This article aims to discuss the marker expression, morphology and application of tenocytes and TDSCs based on current documents, and summarize the potential methods for distinction and identification of tenocytes and TDSCs. According to the limitation of existing research, the future direction is proposed.

Tenocytes

Tenocytes are tendon-specific fibroblasts and are considered to be made up approximately 95% of tendon tissue (Kannus, 2000). How tenocytes are produced during embryo development remains unclear (Ma et al., 2018). Tenocytes are transformed from tenoblasts (Kannus, 2000). The tenoblasts are round cells with large, oval nuclei (Luesma et al., 2020). Mature tenocytes are spindle-shaped, 80–300 in diameter, and the processes are long and thin (Franchi et al., 2007). The cellular processes extend away from the body of the cell, making the tenocytes look like spiders from transection view. Tenocytes are laid between collagen fibrils and are in charge of the production of extracellular matrix (ECM) as well as maintenance and restore of tendon tissue (Hess et al., 1989). Tenogenic differentiation markers are commonly used for the identification of tenocytes.

Scleraxis (Scx) and Tenomodulin (TNMD) are confirmed to be relatively specific molecular markers of tendons and make a central role in the development and maturation of tendons (Aslan et al., 2008). Scx is a basic Helix-Loop-Helix (bHLH) transcription factor, found by Cserjesi et al. (1995) using the yeast two-hybrid system for cell-type-specific proteins in 1995. Brown et al. (1999) used whole-mount in situ hybridization to show that Scx could be detected in the blastocyst at 3.5 day at the earliest and expressed in the mesoderm at 7.5 day, while after 11.5 day, Scx was confined to the cartilaginous primordia of axial and limb bones and the primordia of connective tissues such as tendon and ligament. Scx is widely expressed in connective tissue cells and is a marker of connective tissue (Muir et al., 2005; Levay et al., 2008). Murchison et al. (2007) produced Scx–/– mice using gene knockout techniques, which showed severe defects in force-transmitting tendon of paws, backs and tails. Lessened and disorganized tendon matrix and disorder at the cellular level were also found with histological observation. Scott et al. (2011) constructed a murine patellar tendon injury model, and results of qPCR revealed that the expressions of Scx and TNMD were significantly up-regulated, while the latter lagged behind the former in time, indicating that Scx had effect on TNMD. Thus it can be seen that Scx begins to be expressed at the early stage of embryonic development and produces a regulatory effect on the process of tendon maturation.

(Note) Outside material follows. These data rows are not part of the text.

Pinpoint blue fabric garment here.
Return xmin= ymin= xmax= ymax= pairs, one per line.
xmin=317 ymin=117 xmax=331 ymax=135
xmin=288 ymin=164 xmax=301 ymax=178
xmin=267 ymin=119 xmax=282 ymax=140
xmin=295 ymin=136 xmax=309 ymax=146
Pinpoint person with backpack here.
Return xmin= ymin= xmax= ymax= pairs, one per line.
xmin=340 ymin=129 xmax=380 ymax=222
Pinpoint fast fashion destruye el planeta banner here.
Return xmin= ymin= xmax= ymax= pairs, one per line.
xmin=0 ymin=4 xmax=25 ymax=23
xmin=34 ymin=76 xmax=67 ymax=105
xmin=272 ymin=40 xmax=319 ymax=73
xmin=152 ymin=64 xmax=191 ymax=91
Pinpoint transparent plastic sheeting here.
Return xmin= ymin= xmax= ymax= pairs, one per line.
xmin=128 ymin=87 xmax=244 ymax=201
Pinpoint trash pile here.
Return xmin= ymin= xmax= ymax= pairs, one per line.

Tenomodulin is a kind of type II transmembrane protein first reported by Shukunami et al. (2001). TNMD and Chondromodulin-I (ChM-I) are similar in structural configuration, sharing a homologous domain C-terminus (Hiraki et al., 1997). Its name comes from tenocytes, because TNMD is mainly expressed in tendons, as well as in ligaments, epimysium and skeletal muscle (Brandau et al., 2001). As mentioned above, TNMD is identified as a late tendon differentiation marker compared to Scx for early tendon differentiation (Takimoto et al., 2012). Oshima et al. (2004) used the adenovirus expression system to force expression and the following secretion of 116 amino acids at the TNMD C-terminus in human umbilical vein endothelial cells (HUVECs) and evaluate the anti-angiogenetic properties of TNMD. The result showed that the angiogenetic ability of HUVECs was dramatically impaired. Meanwhile, in vitro studies have found that TNMD and ChM-I can significantly reduce the vascular density in human melanoma. Therefore, it is speculated that TNMD functions in inhibiting angiogenesis in the highly expressed non-vascular tissues such as ligaments and tendons. Docheva et al. (2005) bred TNMD-defect mice by gene knockout technology, and found that the proliferation of tenocytes in mice was observably reduced and cell density was decreased. ECM, including collagen type I, II, III, VI, and all sorts of proteoglycan content is not affected, but the difference between collagen fiber diameter increased, appearing fibers with an obviously large diameter. It can be seen that TNMD can regulate the proliferation of tenocytes and the maturation of collagen fibers.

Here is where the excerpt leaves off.